Here’s one that’s been in my box for a while, and there haven’t been any followups, alas … from Hurriyet:
A sarcophagus covered with figures depicting Eros and Medusa and believed to date from the Roman period has been found in the sea near the location of the ancient city of Justinianopolis, in the southern province of Antalya’s Alanya district.
The sarcophagus was retrieved from the water after a six-hour effort and has been delivered to the Alanya Museum Directorate.
Diving school trainer Hakan Güleç spotted an object covered with sand and rocks while diving 20 days ago. When trying to move the object, he saw the figures on it and photographed them. He showed the photos to Alanya Museum officials, and after examining them, they decided to exhibit it. The sarcophagus is estimated to date from the second or third century A.D.
Bodrum Underwater Archaeology Museum Director Yaşar Yıldız and archaeologists cleared sand and debris from the sarcophagus for six hours, and it was lifted out of the water with the help of a crane. Tourists took photos of the sarcophagus while the work was going on.
“The Alanya Museum has gained a new piece of art. The figures on it show that it dates from the Roman period,” Yıldız said.
- via: Submerged Roman sarcophagus found (Hurriyet)
The original article has a photo-from-a-distance which really isn’t useful for establishing what scene is depicted on it, although you can see one (or two?) Medusas. In the coverage for the Art Newspaper, Yildiz is quoted as speculating it was made up the coast at Aphrodisias.
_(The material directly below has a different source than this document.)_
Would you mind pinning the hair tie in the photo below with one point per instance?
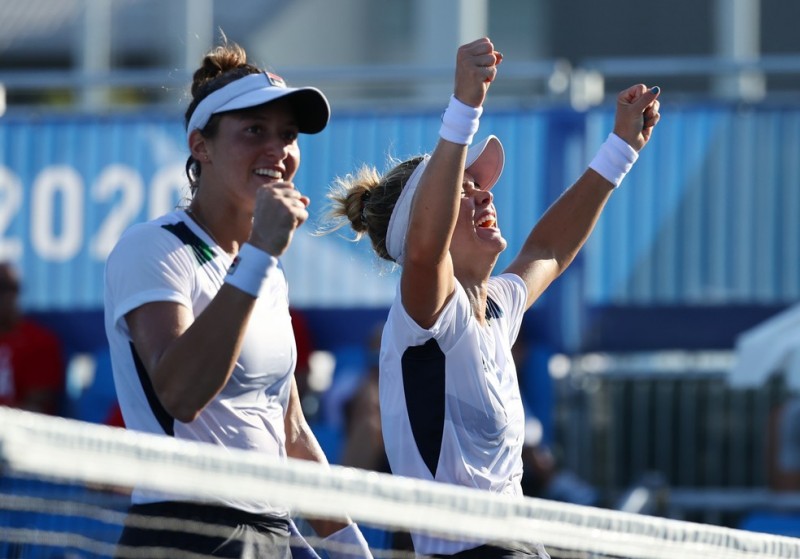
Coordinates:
(364, 198)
What I’d like to have seen is some further speculation as to how it got where it did. Even with six hours of cleaning, it seems awfully clean for something made of marble that has supposedly been in the sea for a couple of thousand years, no? Is there a shipwreck around it? Were other things found in association with it? Or (as I note that someone commenting on the Art Newspaper’s coverage has also suggested) is this probably something that was being smuggled somewhere and dumped overboard for whatever reasons?